Re: [PATCH RFC] Microcode late loading feature identification
From: Raj, Ashok
Date: Mon May 11 2020 - 11:23:32 EST
Hi Mihai
Thanks for an attempt to find a fix. To solve this for real there
are several other factors to consider and I'm afraid its not as simple
as you have articulated here. There are lots of practical limitations that
prevent us from solving this completely. But we haven't given up :-)
In order to be successful, this needs to be factored in by the vendor either
as part of the development process or somehow generated automatically. Both
have pitfalls, and as you read below some of it might become clear.
On Mon, May 11, 2020 at 05:11:23PM +0300, Mihai Carabas wrote:
> La 27.04.2020 10:27, Mihai Carabas a scris:
> >This RFC patch set aims to provide a way to identify the modifications
> >brought in by the new microcode updated at runtime (aka microcode late
> >loading). This was debated last year and this patch set implements
> >point #1 from Thomas Gleixner's idea:
> >https://lore.kernel.org/lkml/alpine.DEB.2.21.1909062237580.1902@xxxxxxxxxxxxxxxxxxxxxxx/
> >
>
> +Ashok and Thomas to get a feedback from vendor side on file
> format/integration in the microcode blob and signature.
To understand the complications of microcode there are a few things to consider.
We have been working on this internally, and here is why its difficult to
simplify it as +msr/-msr, +cpuid etc. Yes these are things that possibly
controlled by microcode, but microcode has several parts, not just CPU microcode.
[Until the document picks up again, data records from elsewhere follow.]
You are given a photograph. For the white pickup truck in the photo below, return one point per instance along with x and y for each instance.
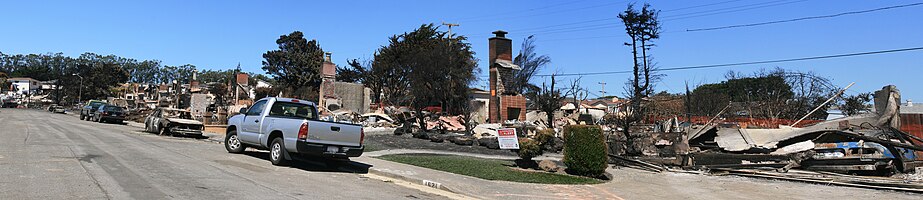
(289, 128)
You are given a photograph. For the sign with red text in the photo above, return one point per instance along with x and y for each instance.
(507, 138)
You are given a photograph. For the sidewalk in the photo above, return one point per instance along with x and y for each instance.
(626, 184)
(476, 187)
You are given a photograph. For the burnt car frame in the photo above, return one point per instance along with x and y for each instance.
(169, 121)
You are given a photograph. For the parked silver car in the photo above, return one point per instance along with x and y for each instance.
(169, 121)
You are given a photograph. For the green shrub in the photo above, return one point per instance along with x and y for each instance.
(528, 149)
(585, 150)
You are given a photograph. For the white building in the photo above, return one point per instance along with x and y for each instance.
(25, 85)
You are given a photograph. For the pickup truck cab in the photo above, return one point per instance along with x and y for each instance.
(88, 110)
(289, 128)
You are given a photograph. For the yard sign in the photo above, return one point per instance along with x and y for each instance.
(507, 138)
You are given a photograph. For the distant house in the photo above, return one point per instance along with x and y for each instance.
(912, 118)
(25, 85)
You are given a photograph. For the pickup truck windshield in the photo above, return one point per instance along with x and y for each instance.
(113, 109)
(96, 104)
(292, 110)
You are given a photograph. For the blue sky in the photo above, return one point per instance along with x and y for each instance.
(220, 34)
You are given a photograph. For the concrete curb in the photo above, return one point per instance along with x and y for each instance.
(422, 182)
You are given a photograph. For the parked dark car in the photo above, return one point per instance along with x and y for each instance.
(56, 109)
(86, 113)
(109, 113)
(169, 121)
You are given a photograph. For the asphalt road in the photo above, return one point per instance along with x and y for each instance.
(55, 156)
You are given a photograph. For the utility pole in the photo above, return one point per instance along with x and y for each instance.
(450, 25)
(80, 90)
(603, 90)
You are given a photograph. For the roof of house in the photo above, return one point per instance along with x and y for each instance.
(911, 109)
(508, 64)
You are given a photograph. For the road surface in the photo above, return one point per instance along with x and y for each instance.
(56, 156)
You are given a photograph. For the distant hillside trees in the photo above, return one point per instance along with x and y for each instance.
(422, 68)
(100, 73)
(295, 65)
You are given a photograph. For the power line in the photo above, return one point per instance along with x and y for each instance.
(805, 18)
(676, 17)
(727, 8)
(555, 12)
(610, 18)
(746, 63)
(615, 25)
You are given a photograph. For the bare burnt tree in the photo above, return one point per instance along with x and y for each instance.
(642, 27)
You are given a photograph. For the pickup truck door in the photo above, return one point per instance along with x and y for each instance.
(250, 127)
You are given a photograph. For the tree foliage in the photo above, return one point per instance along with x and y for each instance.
(855, 104)
(642, 26)
(422, 68)
(530, 62)
(548, 100)
(776, 94)
(101, 73)
(295, 64)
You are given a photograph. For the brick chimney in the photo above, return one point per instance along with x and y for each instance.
(504, 105)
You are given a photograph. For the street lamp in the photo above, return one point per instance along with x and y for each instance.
(80, 93)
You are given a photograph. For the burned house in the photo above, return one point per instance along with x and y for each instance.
(504, 104)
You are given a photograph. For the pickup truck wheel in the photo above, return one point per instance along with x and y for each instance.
(163, 131)
(232, 143)
(277, 151)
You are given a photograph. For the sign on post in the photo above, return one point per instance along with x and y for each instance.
(507, 138)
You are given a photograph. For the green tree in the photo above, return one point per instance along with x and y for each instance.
(295, 64)
(426, 67)
(855, 104)
(530, 62)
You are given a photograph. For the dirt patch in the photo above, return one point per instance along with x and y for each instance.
(383, 142)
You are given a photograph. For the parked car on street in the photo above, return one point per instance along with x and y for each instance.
(169, 121)
(86, 113)
(109, 113)
(56, 109)
(290, 128)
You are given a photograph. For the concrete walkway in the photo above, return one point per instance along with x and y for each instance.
(626, 184)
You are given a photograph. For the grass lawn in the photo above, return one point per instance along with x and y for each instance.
(371, 148)
(485, 168)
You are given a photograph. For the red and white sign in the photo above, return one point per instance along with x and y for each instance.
(507, 138)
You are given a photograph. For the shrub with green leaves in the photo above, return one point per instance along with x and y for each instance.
(544, 136)
(528, 149)
(585, 150)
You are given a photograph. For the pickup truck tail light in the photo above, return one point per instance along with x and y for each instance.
(303, 131)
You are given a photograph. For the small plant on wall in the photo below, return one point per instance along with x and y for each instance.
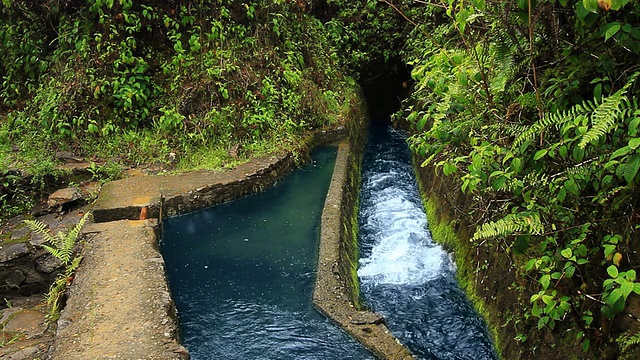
(61, 246)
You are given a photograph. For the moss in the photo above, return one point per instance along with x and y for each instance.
(444, 233)
(354, 236)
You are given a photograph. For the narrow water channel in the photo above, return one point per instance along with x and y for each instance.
(242, 274)
(404, 275)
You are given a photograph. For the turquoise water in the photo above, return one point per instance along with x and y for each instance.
(242, 274)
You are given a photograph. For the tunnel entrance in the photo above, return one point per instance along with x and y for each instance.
(385, 85)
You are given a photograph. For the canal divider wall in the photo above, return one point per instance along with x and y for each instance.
(336, 292)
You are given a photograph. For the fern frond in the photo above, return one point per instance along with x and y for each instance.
(40, 228)
(604, 117)
(510, 225)
(557, 120)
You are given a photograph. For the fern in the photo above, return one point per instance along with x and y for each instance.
(605, 116)
(61, 244)
(522, 223)
(557, 120)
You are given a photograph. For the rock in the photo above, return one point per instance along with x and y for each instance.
(367, 318)
(15, 279)
(25, 354)
(64, 196)
(28, 322)
(19, 233)
(13, 251)
(67, 156)
(6, 314)
(47, 263)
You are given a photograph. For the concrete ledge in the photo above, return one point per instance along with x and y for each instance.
(333, 294)
(119, 305)
(182, 193)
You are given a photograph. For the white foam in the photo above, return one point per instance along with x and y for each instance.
(403, 252)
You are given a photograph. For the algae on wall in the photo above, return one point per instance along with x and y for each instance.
(357, 134)
(440, 203)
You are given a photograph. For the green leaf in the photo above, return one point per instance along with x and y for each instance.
(530, 264)
(626, 288)
(631, 168)
(422, 122)
(631, 275)
(545, 280)
(621, 152)
(570, 271)
(590, 5)
(540, 153)
(610, 30)
(633, 126)
(618, 4)
(572, 187)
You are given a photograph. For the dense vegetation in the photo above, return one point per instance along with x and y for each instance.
(186, 84)
(531, 108)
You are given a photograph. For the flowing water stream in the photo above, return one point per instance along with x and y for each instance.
(242, 274)
(404, 275)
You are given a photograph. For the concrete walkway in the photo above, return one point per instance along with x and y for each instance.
(119, 306)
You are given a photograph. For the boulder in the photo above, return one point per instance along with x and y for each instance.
(64, 196)
(15, 279)
(13, 251)
(47, 263)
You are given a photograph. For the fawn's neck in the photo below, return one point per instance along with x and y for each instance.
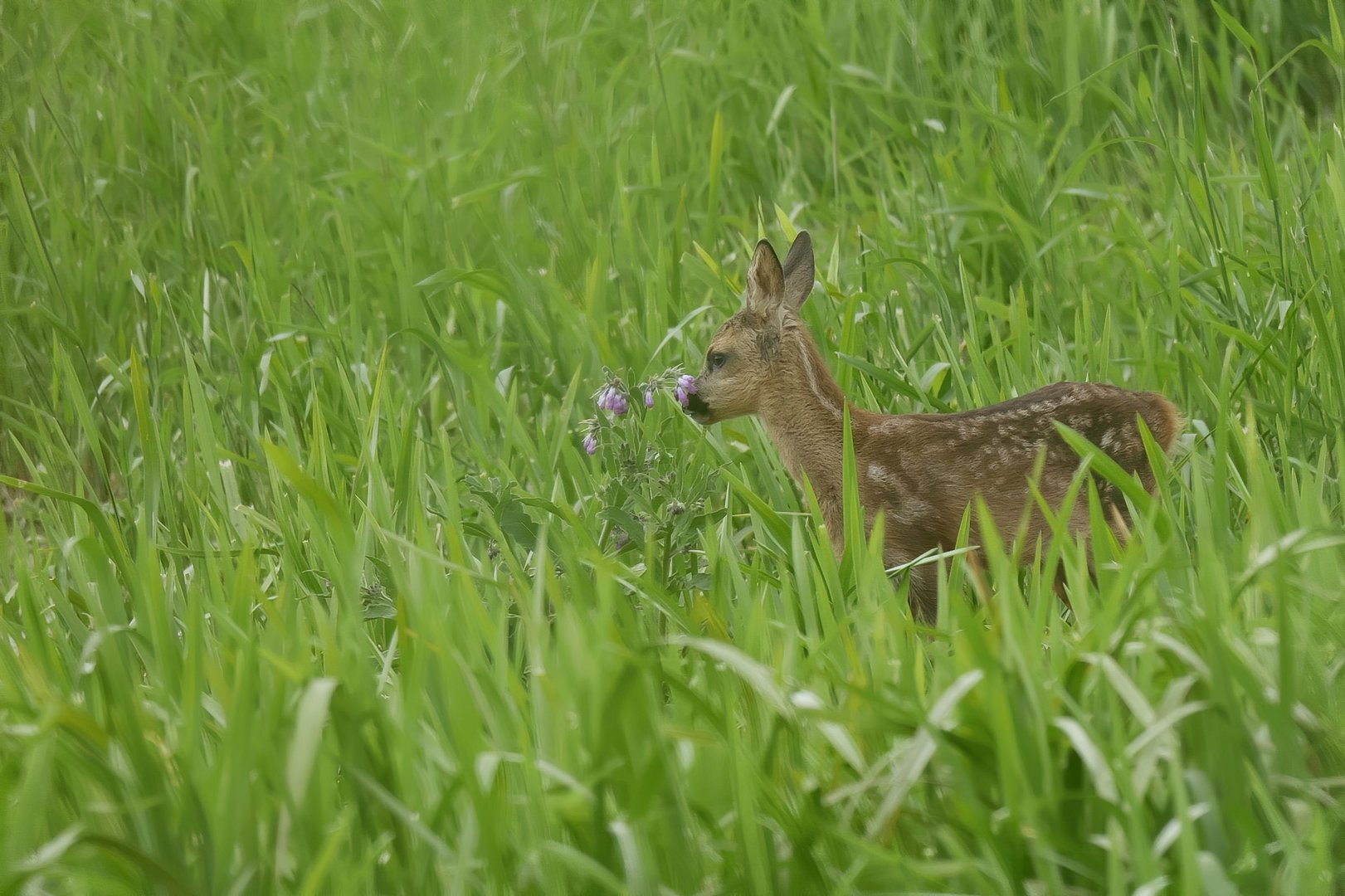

The revision you see is just one big running number. There are other parts of the
microcode that you don't see its internal version. In addition some parts of the
microcode are effective only when deployed by FIT. That cpu picks up right after
reset. During late load, even though you see the version updated, it doesn't
mean all the internal versions of ucode are latched and effective.
In addition, there are differences how some mitigations are deployed, as you know
some have MSR's that OS can find, there are others that need BIOS/early boot to
make the mitigations effective. In order to get a full picture of weather a microcode
file is late-loadable you need to know a lot more about how we got here to this
version loaded on the CPU.
>
> Thank you,
> Mihai
>
> >This patch set has the following patches:
> >
> >- patch 1 is introducing a new metadata file that comes with the microcode
> >(provided by the CPU manufacture) that describes what modifications are
> >done by loading the new microcode
> >
> >- patch 2 parses the metadata file and is verifying it against kernel
> >policy. In this patch, as an RFC, as a kernel policy, it was imposed
> >the rule of not allowing to remove any feature. If so, it won't be
> >loaded a new microcode. The policy can be further extended and describe
> >in different ways
Haven't read the individual patches yet. but you would need every interim
patch metadata to be always available.
Since if you move from patch x->y you can find that an msr was removed.
But say you go from patch x->z, but there was no msr removed in patch y-z.
You need to process and collate all the msr/cpuid to comprehend what changing
between x->z since that also removes the msr for e.g.
To add more complications CPU has fuses and each patch content can be effective
on some but not all SKU's. So the exact same microcode can have different behavior
depending on which SKU its loaded into. So generating the common meta-data file
is also not a trivial process.
Cheers,
Ashok